Many of you have approached me about writing a nonfiction book about your trade, area of expertise, family history, social and political views as well as a myriad of other topics. I receive requests for such consulting every day.
Non-fiction books tend to be shorter, and written in a way that they can be read in chunks; with good section structure and use of bullets and numbers. Author Unlimited has a great article about this topic.
And you need to consider the medium. Books that are written specifically for kindle (or other digital platforms and e-readers especially) can be shorter than print books. At least for non-fiction. Such books (especially non-fiction books) are easier to read when they are shorter. From a marketing perspective, if they’re easier to read then it can also be easier for your reader to take action.
Here is a simple rule: Each chapter should be as long as it needs to be to communicate your message. Someone might look at the table of contents and just flick right to the chapter that captures their imagination. Let them. Don’t try and control the flow — your reader get the most out of your content if you let them read section by section, out of order.
If you take the advice on book length, then a 50,000 word book might break nicely into ten chapters — about 5,000 words per chapter. 5,000 words isn’t much more than the length of a couple of blog posts and something you can easily write over a weekend.

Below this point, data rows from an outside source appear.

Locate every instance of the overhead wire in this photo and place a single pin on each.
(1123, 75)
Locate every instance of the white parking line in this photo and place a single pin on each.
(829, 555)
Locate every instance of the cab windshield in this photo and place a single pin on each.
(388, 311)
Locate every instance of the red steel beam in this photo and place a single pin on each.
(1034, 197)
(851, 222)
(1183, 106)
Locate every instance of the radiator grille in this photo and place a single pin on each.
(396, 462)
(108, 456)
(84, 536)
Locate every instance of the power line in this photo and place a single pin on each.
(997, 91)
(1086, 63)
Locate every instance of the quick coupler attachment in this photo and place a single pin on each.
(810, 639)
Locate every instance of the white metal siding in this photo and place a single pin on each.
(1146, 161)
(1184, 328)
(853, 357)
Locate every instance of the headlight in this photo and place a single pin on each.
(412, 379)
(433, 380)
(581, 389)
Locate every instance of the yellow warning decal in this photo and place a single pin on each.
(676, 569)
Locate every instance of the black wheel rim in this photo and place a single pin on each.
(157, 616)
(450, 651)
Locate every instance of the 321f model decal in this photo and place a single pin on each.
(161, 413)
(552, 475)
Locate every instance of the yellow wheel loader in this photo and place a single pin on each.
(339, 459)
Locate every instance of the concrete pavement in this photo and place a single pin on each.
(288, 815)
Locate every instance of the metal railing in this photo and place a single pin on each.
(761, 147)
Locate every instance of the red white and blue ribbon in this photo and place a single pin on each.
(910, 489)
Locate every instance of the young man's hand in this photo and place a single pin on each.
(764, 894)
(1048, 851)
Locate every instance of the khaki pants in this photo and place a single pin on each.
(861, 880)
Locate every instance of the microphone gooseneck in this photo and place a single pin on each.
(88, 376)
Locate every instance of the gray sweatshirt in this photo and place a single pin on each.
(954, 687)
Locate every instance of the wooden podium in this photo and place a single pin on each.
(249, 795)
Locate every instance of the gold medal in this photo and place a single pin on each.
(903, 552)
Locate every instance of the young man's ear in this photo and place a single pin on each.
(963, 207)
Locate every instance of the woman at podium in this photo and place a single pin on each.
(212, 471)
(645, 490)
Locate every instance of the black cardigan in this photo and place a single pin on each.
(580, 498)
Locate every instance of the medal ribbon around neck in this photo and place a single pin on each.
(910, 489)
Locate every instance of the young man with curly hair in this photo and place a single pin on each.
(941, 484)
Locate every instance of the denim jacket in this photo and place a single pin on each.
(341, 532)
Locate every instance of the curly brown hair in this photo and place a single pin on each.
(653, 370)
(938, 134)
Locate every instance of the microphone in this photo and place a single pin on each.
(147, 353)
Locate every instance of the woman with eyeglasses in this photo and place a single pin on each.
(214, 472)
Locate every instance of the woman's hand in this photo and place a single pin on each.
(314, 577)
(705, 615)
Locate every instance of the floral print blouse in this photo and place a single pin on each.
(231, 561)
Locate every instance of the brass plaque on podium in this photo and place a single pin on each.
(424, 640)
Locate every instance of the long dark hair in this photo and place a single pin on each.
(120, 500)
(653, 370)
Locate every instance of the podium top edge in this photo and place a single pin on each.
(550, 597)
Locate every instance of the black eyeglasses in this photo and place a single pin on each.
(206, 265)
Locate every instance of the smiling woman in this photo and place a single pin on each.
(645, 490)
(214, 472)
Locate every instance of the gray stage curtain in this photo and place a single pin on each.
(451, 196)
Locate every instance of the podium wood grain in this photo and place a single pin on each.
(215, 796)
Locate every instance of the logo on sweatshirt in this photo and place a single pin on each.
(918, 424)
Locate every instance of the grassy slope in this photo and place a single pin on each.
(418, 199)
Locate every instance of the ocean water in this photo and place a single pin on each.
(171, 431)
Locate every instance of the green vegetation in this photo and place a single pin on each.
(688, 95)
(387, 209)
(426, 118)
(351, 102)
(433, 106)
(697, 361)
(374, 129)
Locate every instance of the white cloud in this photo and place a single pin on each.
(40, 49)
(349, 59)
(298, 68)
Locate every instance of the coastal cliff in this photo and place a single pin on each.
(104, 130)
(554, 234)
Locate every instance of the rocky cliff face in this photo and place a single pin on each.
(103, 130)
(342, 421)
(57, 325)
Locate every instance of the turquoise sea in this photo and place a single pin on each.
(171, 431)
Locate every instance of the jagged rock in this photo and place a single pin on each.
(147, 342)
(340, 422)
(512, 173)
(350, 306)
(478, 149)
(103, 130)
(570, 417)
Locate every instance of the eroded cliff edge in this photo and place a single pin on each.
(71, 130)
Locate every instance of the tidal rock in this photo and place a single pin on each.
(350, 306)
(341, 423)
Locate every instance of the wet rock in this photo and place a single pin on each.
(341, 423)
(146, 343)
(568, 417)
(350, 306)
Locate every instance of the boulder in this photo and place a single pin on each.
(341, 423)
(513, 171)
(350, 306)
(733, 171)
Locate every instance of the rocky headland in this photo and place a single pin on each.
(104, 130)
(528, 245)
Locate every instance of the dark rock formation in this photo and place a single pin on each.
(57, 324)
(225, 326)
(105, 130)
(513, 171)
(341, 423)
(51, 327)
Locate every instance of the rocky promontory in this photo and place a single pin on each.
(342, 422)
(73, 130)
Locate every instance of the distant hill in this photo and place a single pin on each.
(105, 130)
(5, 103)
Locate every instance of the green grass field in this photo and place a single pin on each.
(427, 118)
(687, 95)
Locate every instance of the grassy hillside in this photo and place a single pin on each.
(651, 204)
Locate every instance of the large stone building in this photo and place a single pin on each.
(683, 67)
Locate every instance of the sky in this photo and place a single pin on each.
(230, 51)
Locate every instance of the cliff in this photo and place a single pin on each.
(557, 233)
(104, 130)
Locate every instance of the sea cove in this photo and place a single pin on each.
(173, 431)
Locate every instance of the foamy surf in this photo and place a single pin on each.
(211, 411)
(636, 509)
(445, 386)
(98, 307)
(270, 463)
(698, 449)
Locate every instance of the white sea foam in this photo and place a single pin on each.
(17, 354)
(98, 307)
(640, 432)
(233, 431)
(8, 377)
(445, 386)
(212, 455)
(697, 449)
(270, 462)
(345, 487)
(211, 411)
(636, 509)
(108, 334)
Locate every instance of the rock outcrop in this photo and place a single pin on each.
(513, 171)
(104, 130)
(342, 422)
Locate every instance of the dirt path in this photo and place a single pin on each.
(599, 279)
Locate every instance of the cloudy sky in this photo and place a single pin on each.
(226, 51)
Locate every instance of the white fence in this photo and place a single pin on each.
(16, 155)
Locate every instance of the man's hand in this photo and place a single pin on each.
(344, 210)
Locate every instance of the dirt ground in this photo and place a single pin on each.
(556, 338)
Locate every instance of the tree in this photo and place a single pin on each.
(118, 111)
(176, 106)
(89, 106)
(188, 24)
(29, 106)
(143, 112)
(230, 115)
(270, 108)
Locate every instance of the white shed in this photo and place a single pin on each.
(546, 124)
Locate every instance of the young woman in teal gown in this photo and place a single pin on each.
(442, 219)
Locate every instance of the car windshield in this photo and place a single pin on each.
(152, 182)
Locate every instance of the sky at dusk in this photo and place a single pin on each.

Short chapters vs. long chapters.
Using lots of very short chapters creates an impression in the reader of very rapid pace and lots of movement. For some genres (such as Patterson’s thrillers), this accelerated pace is exactly the effect that you want.
Short chapters are a gift to readers who may not have the time or stamina to handle 70 pages at a sitting. For a young reader, reaching goals is important. As their eyelids get heavy and their mind starts to wander into the dreamlands, they struggle to read just a little bit further. If only they can make it to the end of the current chapter, then they will have accomplished something.
By keeping the end of each chapter within reach of even the most tired juvenille reader, an author facilitates little victories in the lives of those same young readers. Those victories, as much as marvelous characters and unexpected plot twists, can fertilize a budding love of reading.
And that love of reading, in time, can lead to increased revenues for the author, when subsequent sequels and new series are released.
Having long chapters creates the opposite effect: it slows the pace down and gives the author time to expand more fully a given section or theme. This doesn’t preclude fast-paced action, but it does allow for more breathing space and a sense of epic scope.